従業員はとっくに帰していたので、今の出来事が外に出ることはない。それを見越して、アホボン伯爵は閉店作業中に来訪したのだ。渡り人の恩恵を、独り占めしようという思惑が窺えた。
はあ、と深いため息が落とされる。とりあえず店を片付け、全員でダーフィットの家に場所を移した。
何かをしている方が、気が紛れるので、蓮がいつものように夕食の用意をする。仕事を終えたディルクが来ると、沈んだ空気に何か感じるものあったようで、食事を始めてすぐに話を促した。
先ほどあったことを聞き終えると、そうか、と言ったきり口をつぐむ。
「なあ、おまえら隣国にかけおちするか?」
「するかっ!」
「かけおち……」
真剣な顔で考え始めるディルクに、蓮は腰のあたりをばしりとたたく。
考えんな、と呆れたように突っ込みを入れる。ディルクの経歴を無駄にする選択など、させるわけがなかった。
「まさか、こんな手にでてくるなんてな」
「卑怯なやつらは、卑怯な手段にでるもんなんだな」
「ある意味、渡せって直球だけどな」
笑い事ではない。
この店に、蓮によくしてくれた人たちに迷惑をかけたくはなかった。
一年にも満たない間ではあったが、楽しい思い出はいくつもある。それらが蓮の背を押し、覚悟を決めさせた。
「あのさ」
「ん?」
「俺のこと、王宮に報告してくれるか?」
「レン?」
「だってさ、そーいう話だろ。

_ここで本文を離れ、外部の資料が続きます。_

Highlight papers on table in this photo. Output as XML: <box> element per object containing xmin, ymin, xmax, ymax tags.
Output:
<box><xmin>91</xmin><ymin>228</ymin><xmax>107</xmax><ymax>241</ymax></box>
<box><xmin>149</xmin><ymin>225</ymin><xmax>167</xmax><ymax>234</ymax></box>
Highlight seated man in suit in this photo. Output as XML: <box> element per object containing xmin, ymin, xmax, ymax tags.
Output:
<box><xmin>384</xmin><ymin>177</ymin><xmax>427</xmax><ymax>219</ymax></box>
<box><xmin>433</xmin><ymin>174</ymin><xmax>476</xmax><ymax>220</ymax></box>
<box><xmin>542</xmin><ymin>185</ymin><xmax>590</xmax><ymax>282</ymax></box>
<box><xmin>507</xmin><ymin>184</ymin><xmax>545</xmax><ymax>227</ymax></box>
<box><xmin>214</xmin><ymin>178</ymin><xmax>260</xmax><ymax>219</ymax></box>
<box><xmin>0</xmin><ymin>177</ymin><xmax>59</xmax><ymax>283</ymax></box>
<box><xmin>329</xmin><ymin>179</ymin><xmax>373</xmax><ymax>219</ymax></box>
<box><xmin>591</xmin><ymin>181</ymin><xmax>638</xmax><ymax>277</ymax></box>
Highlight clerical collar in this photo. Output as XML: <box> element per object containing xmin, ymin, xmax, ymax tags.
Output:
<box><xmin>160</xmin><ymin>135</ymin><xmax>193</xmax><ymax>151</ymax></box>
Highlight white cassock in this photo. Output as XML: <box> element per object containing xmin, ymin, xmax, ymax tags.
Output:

本来はさ」
ただの一貴族が、勝手に蓮の処遇を決めていいわけがない。どうせ今の生活が維持できないのなら、本来の王宮に保護される道を選ぶだけだ。
「あんなやつらに利用されんのやだし、でも、身分的に逆らうのは難しいだろ」
そんな蓮の申し出も、ディルクが渋る。けれど相手が伯爵という身分を盾にしてきていることから、最終的には蓮の安全を最優先するため頷いた。